Fanfic: Nur ein Tag...
Chapter: Ohne dich
Act II: Ohne Dich
Panisch schreckte ich zurück. Er hat... was?? Nicht willens, meinen Ohren zu
trauen, verfolgte ich fassungslos weiter den Dialog zwischen Ukyo und Ranma.
Langsam und ungläubig schüttelte sie ihren Kopf, als sich ihre Augen
angsterfüllt weiteten. "Nein...", flüsterte sie. "Ran-chan... Du hast doch nicht
wirklich... Das..... bringt dir doch...." Ukyos Stimme erstickte in einem
Schluchzer.
"Hör auf zu heulen", forderte Ranma verständnislos. "Sie hatte es nicht anders
verdient.
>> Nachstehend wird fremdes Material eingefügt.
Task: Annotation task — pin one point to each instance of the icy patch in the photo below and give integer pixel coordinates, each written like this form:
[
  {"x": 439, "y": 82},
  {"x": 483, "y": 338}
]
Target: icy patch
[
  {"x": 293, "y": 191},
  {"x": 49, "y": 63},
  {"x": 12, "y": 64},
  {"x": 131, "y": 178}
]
Ich war sogar noch zu nett zu ihr."
"Ranma!" rief Ukyo jetzt aus und hielt in ihren zusammengekniffenen Augen die
Tränen zurück. "Glaubst du allen Ernstes, das ist es, was..."
In einer schnellen Bewegung befand sich Ranma plötzlich direkt vor ihr und
presste ihr fest seine zitternde Hand auf den Mund, während er seine andere zu
einer bebenden Faust ballte.
Ohne zu ihr auf zu blicken sprach er langsam, ganz langsam.
"Wage-es-nicht-weiterzusprechen..." Sein fransiger Pony fiel ihm ins Gesicht und
verbarg seine Augen. Nur das Knacken seiner Gelenke durchschnitt die nun
aufgekommene unheimliche Totenstille.
Fassungslos drehte ich mich von ihnen weg und lehnte mich steif gegen die Wand.
`Was geht da bloß vor sich?` fragte ich mich verwirrt. Unmöglich, dass Ranma zu
einem Mord imstande wäre. Oft hatte er bis zur Ohnmacht seines Gegners gekämpft,
nicht selten war er unsensibel und rücksichtslos, aber nie... NIE erlebte ich
ihn so eiskalt wie an jenem Tag. Nie, das hätte ich zuvor schwören können, hätte
er jemanden ermorden können. Nie hätte er es so reuelos ausgesprochen.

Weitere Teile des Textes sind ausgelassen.